That's an interesting question. Honestly, I was told the same thing originally...that the L.A. video was going to be shown publicly one time only, immediately before Kodak CEO Antonio Perez' keynote to the Wall St. Journal's D4: Everything Digital trade show in San Diego. Apparently it was a huge hit at D4, getting a standing ovation that lasted several minutes. As far as I knew, that was it until one of my agents emailed me a link to the piece that appeared in the January 5th online issue of Advertising Age, which linked to the video on YouTube. The You Tube clip is actually a sanitized version of the original. A few references had been cut and some of the background visuals were different. How (or why) it jumped the transom from the Kodak intranet to You Tube, I don't know. And I have no idea if it was premeditated or not. As a performer, speculating on that kind of thing is like mind taffy. I'll leave that to the marketing analysts.

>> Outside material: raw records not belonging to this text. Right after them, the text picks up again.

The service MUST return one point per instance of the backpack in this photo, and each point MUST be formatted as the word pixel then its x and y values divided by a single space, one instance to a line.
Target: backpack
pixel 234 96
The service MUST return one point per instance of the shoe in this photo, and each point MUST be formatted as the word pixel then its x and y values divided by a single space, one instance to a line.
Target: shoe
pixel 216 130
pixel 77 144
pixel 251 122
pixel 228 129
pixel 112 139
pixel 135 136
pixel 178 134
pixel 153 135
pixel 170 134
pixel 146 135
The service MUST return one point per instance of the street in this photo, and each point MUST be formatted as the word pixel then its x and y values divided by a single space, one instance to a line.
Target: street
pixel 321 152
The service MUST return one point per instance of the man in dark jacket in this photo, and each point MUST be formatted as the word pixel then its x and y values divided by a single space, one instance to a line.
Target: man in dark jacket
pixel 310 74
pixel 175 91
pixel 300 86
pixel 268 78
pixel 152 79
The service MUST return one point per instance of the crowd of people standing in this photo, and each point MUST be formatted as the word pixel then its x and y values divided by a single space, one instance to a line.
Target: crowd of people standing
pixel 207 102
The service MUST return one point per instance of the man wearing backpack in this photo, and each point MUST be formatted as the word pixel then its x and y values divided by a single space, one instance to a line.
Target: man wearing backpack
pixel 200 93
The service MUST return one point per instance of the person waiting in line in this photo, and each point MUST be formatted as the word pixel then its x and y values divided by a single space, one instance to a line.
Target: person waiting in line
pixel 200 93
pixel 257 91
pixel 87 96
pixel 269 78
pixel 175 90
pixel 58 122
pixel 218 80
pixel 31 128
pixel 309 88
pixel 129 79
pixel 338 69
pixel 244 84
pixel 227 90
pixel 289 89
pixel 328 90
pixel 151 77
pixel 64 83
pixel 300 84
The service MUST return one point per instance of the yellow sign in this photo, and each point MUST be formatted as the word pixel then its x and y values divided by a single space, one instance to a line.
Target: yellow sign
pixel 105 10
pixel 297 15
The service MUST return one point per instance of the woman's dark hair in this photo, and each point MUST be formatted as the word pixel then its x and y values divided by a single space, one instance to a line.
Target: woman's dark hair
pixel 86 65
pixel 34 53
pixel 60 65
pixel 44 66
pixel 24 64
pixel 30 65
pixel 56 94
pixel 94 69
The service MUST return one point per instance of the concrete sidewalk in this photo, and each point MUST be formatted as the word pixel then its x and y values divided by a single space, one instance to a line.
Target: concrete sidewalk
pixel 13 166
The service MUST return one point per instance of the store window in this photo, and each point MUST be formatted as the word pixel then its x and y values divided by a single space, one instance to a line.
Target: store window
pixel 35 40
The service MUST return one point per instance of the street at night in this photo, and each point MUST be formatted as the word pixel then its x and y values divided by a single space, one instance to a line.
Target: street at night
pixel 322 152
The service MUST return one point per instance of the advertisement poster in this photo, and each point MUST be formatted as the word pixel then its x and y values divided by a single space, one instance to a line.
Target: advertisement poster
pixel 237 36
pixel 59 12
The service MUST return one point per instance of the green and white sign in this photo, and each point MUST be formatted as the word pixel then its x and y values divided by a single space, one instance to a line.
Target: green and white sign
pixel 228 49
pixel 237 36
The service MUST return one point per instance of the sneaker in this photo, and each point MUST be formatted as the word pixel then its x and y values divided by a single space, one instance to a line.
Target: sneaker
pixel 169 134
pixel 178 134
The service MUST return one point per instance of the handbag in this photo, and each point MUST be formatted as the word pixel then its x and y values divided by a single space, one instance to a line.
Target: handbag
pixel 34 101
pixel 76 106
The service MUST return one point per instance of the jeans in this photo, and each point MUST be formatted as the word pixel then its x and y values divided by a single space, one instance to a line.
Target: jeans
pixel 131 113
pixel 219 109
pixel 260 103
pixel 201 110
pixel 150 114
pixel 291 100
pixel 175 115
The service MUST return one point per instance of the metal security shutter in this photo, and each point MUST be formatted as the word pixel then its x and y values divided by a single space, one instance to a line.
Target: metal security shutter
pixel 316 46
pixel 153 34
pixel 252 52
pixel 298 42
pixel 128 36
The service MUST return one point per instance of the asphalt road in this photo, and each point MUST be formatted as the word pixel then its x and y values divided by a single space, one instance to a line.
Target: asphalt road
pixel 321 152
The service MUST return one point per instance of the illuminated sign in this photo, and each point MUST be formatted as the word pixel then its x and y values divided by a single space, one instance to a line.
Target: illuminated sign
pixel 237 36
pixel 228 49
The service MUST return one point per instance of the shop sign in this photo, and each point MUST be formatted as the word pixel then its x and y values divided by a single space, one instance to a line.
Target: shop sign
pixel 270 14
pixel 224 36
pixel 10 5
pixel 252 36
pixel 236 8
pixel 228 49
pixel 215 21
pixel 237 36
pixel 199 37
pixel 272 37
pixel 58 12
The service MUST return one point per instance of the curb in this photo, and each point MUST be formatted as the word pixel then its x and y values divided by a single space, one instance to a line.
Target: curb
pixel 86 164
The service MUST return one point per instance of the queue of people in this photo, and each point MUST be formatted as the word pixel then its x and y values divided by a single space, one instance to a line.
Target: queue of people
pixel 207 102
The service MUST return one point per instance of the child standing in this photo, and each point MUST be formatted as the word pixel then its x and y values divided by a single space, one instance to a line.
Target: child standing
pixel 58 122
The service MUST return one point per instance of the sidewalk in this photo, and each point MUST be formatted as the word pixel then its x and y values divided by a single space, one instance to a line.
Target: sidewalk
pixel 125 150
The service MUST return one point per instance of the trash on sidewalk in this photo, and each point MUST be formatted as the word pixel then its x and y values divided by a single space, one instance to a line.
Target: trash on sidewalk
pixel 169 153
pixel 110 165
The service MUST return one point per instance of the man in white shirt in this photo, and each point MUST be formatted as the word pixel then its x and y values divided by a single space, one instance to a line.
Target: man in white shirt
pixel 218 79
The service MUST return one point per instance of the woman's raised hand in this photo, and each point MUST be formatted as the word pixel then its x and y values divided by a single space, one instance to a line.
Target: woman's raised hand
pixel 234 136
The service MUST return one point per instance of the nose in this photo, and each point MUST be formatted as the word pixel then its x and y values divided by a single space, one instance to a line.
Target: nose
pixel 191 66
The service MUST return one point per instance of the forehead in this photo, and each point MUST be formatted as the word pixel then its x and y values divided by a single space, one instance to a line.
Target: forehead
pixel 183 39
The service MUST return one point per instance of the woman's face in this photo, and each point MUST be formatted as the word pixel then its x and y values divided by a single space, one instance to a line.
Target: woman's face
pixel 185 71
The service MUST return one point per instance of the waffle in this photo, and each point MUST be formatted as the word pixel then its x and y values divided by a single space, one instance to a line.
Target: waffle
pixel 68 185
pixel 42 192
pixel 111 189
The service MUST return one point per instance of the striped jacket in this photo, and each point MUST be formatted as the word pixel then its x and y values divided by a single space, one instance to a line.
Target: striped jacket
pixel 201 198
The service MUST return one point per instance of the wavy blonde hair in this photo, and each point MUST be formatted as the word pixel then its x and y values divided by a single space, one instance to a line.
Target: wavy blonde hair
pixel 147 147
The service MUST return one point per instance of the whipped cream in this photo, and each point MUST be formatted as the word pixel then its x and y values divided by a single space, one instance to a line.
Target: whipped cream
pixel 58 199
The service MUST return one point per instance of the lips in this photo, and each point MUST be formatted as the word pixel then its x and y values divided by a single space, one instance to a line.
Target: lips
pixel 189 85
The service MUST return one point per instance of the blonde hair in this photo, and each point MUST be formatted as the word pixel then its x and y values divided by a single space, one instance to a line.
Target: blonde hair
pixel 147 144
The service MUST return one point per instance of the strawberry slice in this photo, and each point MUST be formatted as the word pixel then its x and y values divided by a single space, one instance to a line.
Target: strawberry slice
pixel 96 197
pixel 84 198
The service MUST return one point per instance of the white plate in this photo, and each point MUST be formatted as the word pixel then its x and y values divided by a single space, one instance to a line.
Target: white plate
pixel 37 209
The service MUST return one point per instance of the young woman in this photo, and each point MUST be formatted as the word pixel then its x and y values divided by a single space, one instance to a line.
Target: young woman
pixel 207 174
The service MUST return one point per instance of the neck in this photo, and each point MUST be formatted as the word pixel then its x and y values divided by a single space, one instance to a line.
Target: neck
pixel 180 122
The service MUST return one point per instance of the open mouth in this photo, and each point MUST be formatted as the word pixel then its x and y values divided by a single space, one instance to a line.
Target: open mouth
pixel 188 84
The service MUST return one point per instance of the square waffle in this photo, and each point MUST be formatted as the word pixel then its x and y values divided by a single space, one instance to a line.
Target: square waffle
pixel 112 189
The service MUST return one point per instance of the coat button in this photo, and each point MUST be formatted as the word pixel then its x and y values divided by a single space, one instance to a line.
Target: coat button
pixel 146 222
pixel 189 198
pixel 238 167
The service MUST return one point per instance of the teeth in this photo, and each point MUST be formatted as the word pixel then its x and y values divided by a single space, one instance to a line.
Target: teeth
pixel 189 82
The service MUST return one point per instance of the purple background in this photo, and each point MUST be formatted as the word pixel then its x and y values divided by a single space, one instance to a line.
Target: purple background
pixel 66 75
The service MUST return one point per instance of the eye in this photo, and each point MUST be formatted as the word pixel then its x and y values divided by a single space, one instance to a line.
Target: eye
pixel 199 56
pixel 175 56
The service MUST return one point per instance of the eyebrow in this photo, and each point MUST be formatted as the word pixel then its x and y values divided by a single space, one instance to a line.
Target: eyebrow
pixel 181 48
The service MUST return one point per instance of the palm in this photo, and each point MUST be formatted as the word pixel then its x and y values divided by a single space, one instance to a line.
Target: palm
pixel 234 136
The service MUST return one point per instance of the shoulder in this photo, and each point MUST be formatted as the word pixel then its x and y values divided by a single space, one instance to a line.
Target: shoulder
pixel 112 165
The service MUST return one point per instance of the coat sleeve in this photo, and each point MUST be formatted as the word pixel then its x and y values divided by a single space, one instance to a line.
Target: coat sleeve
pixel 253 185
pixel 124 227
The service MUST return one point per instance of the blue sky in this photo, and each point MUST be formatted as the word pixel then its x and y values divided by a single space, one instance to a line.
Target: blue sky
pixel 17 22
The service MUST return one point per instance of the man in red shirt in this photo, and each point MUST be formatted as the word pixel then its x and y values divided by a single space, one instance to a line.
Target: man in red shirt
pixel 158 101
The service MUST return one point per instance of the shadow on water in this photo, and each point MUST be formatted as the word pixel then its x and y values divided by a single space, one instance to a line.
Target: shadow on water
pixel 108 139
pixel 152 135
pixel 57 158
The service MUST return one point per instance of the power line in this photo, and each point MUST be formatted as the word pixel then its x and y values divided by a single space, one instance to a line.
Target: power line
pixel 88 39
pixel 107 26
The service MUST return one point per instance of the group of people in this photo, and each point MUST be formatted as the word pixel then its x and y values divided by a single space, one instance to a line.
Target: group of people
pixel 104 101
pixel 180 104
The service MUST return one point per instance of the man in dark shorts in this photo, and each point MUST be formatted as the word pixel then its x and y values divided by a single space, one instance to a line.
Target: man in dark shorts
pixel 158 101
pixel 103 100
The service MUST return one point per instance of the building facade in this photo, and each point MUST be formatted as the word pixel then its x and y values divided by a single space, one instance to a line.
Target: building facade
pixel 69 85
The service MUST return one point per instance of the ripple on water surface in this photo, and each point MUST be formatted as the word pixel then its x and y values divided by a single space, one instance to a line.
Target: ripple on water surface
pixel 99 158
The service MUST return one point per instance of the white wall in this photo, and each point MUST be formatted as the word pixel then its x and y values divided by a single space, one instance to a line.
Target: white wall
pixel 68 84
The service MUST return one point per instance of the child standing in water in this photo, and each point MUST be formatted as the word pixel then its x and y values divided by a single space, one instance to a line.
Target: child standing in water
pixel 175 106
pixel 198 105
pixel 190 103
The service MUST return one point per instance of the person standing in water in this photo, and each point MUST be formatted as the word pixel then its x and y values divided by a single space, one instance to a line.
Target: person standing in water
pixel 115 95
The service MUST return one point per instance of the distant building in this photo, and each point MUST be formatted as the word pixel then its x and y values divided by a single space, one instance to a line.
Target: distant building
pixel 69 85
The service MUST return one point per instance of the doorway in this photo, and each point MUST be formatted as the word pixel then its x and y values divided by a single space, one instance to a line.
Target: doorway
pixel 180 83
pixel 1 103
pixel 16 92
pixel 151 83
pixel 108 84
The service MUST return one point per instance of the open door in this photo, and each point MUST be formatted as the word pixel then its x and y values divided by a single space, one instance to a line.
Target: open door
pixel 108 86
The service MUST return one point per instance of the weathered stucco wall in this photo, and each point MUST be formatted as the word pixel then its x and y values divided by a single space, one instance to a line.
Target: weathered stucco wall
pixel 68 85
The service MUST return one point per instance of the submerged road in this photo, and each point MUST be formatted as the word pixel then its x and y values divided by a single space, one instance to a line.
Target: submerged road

All I can tell you is that I personally think the original and subsequent videos are absolute genius in a re-branding sense. They deliver a plain and simple message that resonates with every single Joe Schlub consumer that I know. I think it's one of the most effective re-branding efforts that's been undertaken in decades. As an aside, all I did was bring a little life to a fabulous concept by the great team at Partners + Napier. All the credit goes to them and, just as importantly, to the people at Kodak who saw the wisdom in this concept. The trick now, in my opinion, will be to widen the message to reach more than a YouTube audience. If Kodak and Partners + Napier can do that, well, look out! And if I'm lucky enough to be a part of it, I'll gladly take the ride.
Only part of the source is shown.